The fear of a bike wobbling and sending me skidding across loose gravel at the bottom
of our hill had been temporarily dispelled. Instead, there was the fear that I would be the last
one to cross an invisible finish line in an unspoken race. Our quad wondered if we were the
only kids in the neighborhood and who else we could recruit for our next game of “Ghost in
the Graveyard” before the sun fell. We weren’t worried about cars coming around turns too
quickly or the dimming light forcing us to squint around in the night.

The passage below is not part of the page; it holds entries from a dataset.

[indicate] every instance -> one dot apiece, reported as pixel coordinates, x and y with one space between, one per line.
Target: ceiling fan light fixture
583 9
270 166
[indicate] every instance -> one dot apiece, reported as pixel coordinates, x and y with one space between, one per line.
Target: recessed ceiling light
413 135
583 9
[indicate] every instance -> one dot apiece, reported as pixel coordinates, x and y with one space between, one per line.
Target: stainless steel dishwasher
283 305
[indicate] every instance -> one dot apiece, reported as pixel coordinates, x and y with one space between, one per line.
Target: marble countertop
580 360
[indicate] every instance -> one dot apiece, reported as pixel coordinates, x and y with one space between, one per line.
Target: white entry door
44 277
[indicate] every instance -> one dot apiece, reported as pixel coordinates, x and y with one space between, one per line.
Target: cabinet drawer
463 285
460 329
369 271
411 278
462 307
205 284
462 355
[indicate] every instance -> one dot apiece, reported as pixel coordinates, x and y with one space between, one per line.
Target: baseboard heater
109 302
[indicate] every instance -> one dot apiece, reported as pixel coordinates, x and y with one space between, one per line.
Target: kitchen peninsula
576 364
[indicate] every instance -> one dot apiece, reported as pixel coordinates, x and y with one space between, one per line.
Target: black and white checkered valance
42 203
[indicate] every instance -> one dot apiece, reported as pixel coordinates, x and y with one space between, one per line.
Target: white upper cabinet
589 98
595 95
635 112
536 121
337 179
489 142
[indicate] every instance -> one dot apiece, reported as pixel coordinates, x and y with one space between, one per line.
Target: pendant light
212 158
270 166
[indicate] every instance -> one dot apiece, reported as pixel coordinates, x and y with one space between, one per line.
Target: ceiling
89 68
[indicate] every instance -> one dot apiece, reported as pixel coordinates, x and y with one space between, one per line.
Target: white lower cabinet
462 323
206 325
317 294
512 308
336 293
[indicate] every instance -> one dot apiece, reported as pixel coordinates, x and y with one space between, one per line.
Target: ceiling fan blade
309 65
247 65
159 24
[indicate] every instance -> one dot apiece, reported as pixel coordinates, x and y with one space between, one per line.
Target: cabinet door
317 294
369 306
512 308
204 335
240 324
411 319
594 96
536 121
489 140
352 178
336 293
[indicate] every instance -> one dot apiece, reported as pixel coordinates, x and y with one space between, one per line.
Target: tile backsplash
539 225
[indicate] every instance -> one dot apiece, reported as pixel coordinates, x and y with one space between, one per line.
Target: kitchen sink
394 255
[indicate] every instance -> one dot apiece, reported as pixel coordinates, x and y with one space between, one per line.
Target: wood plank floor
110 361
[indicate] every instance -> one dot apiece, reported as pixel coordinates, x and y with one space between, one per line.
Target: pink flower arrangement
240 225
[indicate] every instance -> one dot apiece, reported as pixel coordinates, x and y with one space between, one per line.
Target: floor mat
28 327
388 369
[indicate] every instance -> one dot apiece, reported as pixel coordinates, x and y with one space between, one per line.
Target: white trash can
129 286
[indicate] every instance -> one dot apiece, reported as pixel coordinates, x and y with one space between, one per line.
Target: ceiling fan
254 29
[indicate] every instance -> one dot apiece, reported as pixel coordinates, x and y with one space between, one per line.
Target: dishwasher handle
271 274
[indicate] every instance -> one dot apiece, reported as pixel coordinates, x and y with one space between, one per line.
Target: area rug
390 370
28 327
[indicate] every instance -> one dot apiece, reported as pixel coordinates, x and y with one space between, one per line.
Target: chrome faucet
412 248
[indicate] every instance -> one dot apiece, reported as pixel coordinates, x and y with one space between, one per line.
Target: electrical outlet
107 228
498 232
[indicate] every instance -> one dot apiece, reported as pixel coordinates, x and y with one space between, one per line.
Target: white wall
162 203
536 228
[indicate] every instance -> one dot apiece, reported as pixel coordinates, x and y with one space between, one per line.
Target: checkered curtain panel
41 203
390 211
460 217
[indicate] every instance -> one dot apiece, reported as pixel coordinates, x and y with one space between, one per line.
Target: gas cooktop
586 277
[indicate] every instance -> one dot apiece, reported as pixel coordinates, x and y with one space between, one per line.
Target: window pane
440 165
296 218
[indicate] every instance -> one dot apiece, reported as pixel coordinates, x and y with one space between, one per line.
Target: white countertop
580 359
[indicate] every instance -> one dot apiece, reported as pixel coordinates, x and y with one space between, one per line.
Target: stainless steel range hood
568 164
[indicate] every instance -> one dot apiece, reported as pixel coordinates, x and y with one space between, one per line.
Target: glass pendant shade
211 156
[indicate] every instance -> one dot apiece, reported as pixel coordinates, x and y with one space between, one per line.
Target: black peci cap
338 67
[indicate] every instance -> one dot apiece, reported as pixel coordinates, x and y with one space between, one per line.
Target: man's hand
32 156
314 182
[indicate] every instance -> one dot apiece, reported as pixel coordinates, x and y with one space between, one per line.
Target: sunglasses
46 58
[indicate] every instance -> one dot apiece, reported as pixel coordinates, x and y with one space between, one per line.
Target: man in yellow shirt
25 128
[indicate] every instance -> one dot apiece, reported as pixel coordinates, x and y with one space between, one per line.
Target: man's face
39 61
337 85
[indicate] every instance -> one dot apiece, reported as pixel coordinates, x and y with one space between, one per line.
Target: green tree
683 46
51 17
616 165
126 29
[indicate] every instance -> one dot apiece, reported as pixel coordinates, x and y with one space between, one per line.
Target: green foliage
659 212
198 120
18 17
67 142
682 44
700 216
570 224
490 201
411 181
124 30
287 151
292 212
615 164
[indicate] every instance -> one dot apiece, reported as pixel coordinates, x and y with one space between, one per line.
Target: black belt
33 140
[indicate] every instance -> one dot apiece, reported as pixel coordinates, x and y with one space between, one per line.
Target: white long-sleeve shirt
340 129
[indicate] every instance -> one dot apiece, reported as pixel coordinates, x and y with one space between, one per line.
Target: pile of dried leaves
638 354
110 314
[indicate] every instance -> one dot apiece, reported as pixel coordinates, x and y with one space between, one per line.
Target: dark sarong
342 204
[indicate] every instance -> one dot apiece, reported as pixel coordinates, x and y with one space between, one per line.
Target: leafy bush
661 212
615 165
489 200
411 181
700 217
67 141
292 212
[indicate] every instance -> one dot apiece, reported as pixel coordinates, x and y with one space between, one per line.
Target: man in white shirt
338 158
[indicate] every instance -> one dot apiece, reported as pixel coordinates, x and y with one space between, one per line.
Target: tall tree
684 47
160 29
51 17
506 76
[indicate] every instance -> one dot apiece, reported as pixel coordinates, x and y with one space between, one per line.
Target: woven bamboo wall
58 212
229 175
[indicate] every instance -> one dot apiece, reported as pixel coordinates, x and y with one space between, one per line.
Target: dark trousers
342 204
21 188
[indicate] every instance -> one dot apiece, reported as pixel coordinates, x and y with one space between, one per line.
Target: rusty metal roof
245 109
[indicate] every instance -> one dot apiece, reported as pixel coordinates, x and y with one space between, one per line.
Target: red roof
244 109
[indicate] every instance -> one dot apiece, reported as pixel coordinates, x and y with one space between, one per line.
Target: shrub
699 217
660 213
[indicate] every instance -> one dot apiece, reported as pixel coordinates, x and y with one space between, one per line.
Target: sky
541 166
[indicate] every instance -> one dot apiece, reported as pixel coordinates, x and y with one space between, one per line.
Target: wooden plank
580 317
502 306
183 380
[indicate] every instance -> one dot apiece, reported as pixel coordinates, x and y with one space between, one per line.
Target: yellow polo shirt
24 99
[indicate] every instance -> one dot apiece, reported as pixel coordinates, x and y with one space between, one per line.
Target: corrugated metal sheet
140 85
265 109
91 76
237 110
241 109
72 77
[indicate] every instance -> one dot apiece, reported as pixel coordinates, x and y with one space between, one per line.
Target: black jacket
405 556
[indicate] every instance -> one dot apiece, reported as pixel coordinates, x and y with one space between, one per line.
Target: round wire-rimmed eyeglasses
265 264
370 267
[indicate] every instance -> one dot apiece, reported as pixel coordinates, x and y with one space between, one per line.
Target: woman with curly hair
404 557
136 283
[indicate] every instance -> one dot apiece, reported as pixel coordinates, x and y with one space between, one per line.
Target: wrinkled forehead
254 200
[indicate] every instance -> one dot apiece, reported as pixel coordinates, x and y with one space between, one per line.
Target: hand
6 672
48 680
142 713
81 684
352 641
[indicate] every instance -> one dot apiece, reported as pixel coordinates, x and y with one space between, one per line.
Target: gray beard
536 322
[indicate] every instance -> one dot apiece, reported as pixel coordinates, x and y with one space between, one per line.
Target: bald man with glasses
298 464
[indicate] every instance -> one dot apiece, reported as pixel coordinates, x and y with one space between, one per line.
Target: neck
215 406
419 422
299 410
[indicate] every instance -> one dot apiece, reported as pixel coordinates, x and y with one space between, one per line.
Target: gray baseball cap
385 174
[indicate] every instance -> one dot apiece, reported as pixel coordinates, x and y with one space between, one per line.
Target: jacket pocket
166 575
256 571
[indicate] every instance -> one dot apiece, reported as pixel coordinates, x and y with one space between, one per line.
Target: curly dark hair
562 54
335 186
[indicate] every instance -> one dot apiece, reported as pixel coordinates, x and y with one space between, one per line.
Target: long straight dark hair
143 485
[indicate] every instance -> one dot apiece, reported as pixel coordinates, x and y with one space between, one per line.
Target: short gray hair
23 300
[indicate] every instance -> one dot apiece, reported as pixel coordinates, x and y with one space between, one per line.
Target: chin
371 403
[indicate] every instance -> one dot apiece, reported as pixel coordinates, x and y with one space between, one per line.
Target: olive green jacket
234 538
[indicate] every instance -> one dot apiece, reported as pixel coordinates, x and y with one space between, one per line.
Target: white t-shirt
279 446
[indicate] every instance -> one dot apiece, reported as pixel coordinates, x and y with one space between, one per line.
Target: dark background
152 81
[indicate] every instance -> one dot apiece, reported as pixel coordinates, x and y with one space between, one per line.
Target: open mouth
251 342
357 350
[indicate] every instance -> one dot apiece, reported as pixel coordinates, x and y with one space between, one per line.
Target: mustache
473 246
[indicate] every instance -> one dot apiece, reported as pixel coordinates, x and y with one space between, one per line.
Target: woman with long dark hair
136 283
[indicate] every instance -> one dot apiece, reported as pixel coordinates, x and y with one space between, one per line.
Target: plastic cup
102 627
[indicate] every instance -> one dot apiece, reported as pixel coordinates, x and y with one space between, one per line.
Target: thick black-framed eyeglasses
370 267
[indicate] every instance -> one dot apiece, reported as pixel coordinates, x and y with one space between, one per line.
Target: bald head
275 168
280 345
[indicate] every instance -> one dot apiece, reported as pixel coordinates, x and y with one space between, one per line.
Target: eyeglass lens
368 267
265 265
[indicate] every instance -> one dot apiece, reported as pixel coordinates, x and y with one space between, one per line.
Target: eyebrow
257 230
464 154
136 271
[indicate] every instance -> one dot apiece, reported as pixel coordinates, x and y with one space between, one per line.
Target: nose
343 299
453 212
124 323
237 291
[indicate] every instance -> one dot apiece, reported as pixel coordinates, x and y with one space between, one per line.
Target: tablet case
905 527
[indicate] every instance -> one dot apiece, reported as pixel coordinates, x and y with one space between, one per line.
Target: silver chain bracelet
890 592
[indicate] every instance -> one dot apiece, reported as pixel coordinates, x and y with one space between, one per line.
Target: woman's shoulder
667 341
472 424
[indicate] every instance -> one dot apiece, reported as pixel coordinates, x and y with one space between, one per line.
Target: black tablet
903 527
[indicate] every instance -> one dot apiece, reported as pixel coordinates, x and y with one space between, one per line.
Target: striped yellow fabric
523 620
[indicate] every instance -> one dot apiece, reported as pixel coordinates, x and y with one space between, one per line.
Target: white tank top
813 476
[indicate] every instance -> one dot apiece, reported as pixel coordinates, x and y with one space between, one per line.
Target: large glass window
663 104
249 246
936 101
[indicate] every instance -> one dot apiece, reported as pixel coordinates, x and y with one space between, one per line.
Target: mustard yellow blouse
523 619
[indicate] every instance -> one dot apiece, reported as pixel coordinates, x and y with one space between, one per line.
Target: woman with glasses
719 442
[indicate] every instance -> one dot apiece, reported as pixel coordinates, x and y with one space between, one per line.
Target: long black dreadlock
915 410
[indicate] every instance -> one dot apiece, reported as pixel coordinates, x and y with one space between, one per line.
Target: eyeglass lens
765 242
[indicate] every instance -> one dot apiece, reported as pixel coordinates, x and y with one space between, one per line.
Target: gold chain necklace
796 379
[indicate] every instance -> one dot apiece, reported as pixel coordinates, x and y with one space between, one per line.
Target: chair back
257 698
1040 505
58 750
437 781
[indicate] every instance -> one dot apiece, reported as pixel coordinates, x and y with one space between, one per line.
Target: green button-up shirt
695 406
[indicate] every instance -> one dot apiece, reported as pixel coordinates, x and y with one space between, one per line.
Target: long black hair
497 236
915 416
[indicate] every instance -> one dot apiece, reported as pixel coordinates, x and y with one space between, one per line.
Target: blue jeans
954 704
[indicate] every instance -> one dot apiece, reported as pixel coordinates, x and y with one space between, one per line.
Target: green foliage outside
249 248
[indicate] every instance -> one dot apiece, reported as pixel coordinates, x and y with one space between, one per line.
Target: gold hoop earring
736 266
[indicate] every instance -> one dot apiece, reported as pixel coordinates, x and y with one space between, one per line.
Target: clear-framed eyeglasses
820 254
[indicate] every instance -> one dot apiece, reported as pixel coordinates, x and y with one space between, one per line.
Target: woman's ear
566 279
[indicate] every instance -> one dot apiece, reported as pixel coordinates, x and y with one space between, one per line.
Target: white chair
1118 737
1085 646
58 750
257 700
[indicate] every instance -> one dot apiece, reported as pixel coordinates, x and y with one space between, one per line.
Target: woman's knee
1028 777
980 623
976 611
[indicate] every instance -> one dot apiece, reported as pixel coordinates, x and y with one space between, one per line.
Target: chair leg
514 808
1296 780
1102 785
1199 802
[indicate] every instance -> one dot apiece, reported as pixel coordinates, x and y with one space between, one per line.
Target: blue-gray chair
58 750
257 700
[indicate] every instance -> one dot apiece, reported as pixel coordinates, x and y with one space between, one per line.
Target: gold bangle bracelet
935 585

Now, that same children’s bike with the greasy chain and loose handlebars is simply
gone. Whether it was given to another child or finds itself rusting away, metallic pink paint
chipping and mixing into the dirt of some trash heap, I don’t know. I had traded it in for an
untouched mountain bike of the same color and heartbreak I never thought I’d be foolish
enough to face.
Instead of being oblivious, I stress about collisions with a fist, a wall, or the pavement
and how many paychecks it would take to replace a straight tooth my parents paid so much for
in the fifth grade. I come home to an empty house in an empty neighborhood and wonder if
I’ve simply gotten too old to spot any kids forgetting about schoolwork by slinking around
under the streetlights. I slam on my car’s brakes at any sign of movement alongside the road,
nauseous at the thought of ruining someone else’s life by not paying enough attention to mine.
Pink and black rubber bands held a wire in place across a child’s teeth, forcing them to
fall back in line with what would soon be the rest of life’s rigid expectations. I could be clueless
then and dread hearing my father shout from the front porch for me to come back inside to
shower, but now I wish I could go back to a time when parental concern tinged his voice at all.